Designing an LLM broker without selling arbitrage hype

Problem

The initial idea sounds simple: put an OpenAI-compatible API in front of several providers and route requests by cost, latency, or quality. The risky part is assuming that this is enough to be a product. Providers change models, limits, and terms; a serious broker cannot depend on avoiding quotas or promising almost-free tokens.

Decision

The repo frames it as an executable v1: FastAPI exposes /v1/chat/completions, clients use public aliases such as auto, fast, and smart, and LiteLLM acts as the routing and fallback layer. The user is not buying a specific provider; they are buying a stable interface.

For billing, the core is a Postgres credit_ledger. The API estimates cost before calling a model, checks balance, and then debits against reported usage. Redis + ARQ separate batch execution, and the Telegram bot works as an onboarding channel without maintaining a parallel balance.

Tradeoffs

The v1 prioritizes contract and accounting over flashier features such as streaming.
USDC topups are modeled, but real onchain reconciliation is still a production requirement.
Aliases simplify UX, but final pricing needs provider/model granularity to avoid opaque margins.
Batch is a real opportunity if it charges for convenience and priority, not just token proxying.

Validation

The code already leaves some verifiable contracts: tests for alias resolution and the premium multiplier, an API health check, deterministic bot helpers, and a flow that records each request as queued, completed, or failed before touching the ledger.

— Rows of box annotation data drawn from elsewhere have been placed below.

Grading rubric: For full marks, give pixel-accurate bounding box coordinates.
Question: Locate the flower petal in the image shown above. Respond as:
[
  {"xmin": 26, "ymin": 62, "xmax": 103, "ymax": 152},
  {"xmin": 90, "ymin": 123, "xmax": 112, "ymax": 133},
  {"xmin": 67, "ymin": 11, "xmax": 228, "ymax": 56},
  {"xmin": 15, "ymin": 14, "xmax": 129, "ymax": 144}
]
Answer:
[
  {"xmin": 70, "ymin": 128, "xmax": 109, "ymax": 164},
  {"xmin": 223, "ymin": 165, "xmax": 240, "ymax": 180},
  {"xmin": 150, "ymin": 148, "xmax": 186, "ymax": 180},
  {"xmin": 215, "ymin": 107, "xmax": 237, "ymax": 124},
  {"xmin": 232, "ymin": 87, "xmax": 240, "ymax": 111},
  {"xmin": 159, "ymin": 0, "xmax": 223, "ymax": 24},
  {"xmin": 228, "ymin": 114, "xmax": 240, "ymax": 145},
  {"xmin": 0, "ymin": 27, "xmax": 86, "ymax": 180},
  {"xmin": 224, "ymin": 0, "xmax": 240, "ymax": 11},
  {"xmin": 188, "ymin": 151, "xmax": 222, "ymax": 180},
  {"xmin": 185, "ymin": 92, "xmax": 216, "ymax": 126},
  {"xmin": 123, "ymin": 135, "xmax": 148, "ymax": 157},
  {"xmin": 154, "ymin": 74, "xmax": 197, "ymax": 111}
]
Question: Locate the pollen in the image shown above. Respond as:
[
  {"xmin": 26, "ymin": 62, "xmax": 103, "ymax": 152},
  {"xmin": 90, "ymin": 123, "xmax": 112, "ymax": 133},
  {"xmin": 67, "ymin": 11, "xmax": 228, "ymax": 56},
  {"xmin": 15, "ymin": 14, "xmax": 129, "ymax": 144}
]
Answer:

There is also an explicit risk list: migrating deprecated models, live providers in LiteLLM, exact billing, rate limits, streaming, observability, and an internal admin surface. That list is part of the value: it avoids presenting a scaffold as if it were production infrastructure.

Outcome

Scaffold with FastAPI, Postgres, Redis, ARQ, SQLAlchemy/Alembic, LiteLLM, and a Telegram bot.
OpenAI-compatible surface for integrating with existing SDKs and agents.
Ledger-based accounting instead of treating a materialized balance as the only source of truth.
Clear roadmap toward onchain integration, exact pricing, rate limiting, and real batch execution.

The technical and commercial conclusion is the same: the horizontal broker only makes sense as infrastructure. The more defensible product appears on top of it: vertical workflows that charge for outcomes, traceability, and convenience rather than raw inference resale.